Hookah lounges: not the problem Seattle faces
Mayor Ed Murray’s announcement that the city is trying to close all of Seattle’s hookah lounges has created a wave of anger from civil right leaders, business owners and community activists. Hookahs, of course, are the Middle Eastern water pipes used for smoking flavored tobacco and, health risks from smoking aside, the city now says it believes the lounges are also magnets for violent crime.
Most business owners work hard, care for their families, pay their taxes and obey local laws. Closing the hookah lounges will not curb violence and gang-related crimes, or somehow improve society at large.
Using the hookah lounges as a scapegoat for our social problems is, however, going to reinforce the existing stereotype of the East African immigrant community as full of trouble makers. And it will push the patrons and businesses toward shifting their activities underground.
Community members are very concerned about the violence that has become an Achilles heel for us. But, by the same token, the mayor’s recent press release is nothing but a political decoy that threatens to pit one community against another, when none of us wants to tear up one other.

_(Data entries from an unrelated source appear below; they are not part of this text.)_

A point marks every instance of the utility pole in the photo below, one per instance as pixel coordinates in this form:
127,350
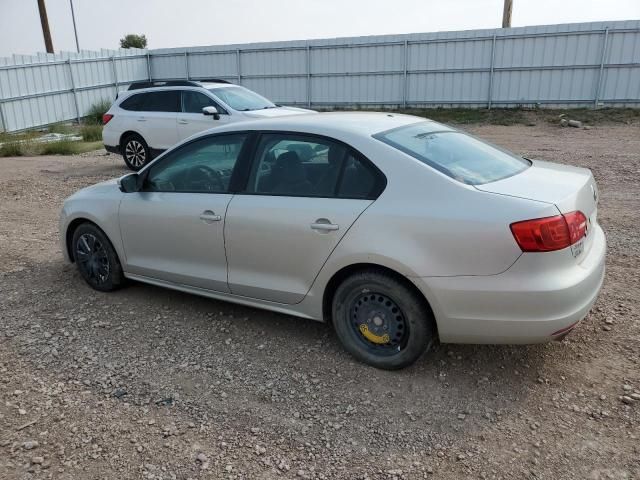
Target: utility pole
45,26
75,30
506,14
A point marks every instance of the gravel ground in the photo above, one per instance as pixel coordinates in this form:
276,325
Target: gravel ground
149,383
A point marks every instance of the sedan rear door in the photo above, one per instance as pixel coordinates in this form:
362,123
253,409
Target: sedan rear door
303,194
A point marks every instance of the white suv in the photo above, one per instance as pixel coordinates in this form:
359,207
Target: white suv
153,116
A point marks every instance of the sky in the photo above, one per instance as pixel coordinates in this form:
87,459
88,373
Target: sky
179,23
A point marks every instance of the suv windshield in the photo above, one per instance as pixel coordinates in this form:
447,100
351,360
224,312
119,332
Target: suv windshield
455,154
241,99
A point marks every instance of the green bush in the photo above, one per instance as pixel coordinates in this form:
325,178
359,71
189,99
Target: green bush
60,128
63,147
91,132
94,115
11,149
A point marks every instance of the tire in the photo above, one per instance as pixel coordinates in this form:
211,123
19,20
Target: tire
399,324
135,152
96,258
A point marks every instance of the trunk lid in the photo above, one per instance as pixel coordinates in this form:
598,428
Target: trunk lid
568,188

The mayor and his supporters, including Seattle Police Chief Kathleen O’ Toole and a few city council members, are linking the violent incidents to hookah lounges over a period dating back to 2012. The crackdown has support among some people, including in the International District and East African communities, on religious, health and moral grounds. But what is great about America is that we are not guided by religion nor by moral conviction but by the rule of law.
International District leader Donald Chin's death must be investigated aggressively, and the City of Seattle must use and mobilize all the necessary resources to apprehend the criminal thugs. But linking the crime to nearby hookah lounges without verifiable evidence is truly mind-boggling. This rush to a conclusion about the hookah lounges has created mistrust among those communities and business owners.

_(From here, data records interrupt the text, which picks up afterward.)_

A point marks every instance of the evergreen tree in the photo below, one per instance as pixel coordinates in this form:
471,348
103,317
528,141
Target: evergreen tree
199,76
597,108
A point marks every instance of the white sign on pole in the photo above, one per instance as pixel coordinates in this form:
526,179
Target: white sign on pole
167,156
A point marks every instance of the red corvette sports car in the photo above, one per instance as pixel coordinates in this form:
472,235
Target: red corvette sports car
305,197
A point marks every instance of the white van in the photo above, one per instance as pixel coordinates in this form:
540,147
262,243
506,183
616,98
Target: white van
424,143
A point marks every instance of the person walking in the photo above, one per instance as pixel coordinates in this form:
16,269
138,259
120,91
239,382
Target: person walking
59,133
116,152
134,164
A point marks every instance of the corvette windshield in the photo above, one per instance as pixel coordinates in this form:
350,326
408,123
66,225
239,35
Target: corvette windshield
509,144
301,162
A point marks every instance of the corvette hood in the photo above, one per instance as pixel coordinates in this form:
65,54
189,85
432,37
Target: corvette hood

The mayor could really help by inviting all community leaders, civic organizations and known community activists to a fair-minded discussion about real solutions, instead of listening to a few people. We need a panel discussion and a task force to examine the endemic social problems and the hard, bleak lives that many of our youths still face. We can lift their hopes and restore their dreams. We need the courage to face the truth about our failures and say this is not who we are and we are better than that.
We have to acknowledge the roots of our youth’s pain and fear of false arrest and police brutality. We do face violence in the East African community, and too many of our young people have become victims of homicide. There are disproportionate numbers of East African men in the corrections system and unacceptable economic disparity and unfairness in terms of employment.
All of these are the issues that we must fight. Closing the hookah lounges is not a solution for our youth and it will not address the ways all of us have failed young people. Such an action only will make problems mushroom underground.
Let’s demonstrate our commitment to focus on the education and economic opportunity that are necessary preconditions for progress, and let us commit to fight for more funds to help young people navigate to the right track. Today, we face a choice between simply giving up on our noble initiatives or overcoming our failures and living up to our best ideas, moving forward and restoring the pride and optimism of our immigrant youth.
We should defend our community business owners who have lived by the rule of law and found alternative choices to support their families. Closing their businesses must not be a remedy to our larger problems. Shutting them down would create a blank future for business owners who have invested a lot in the realization of the American dream.
We urgently need leadership that avoids parroting unproven accusations and seizing on convenient scapegoats. Instead, our leaders should listen closely to all of our communities’ values and follow through on tackling hard problems.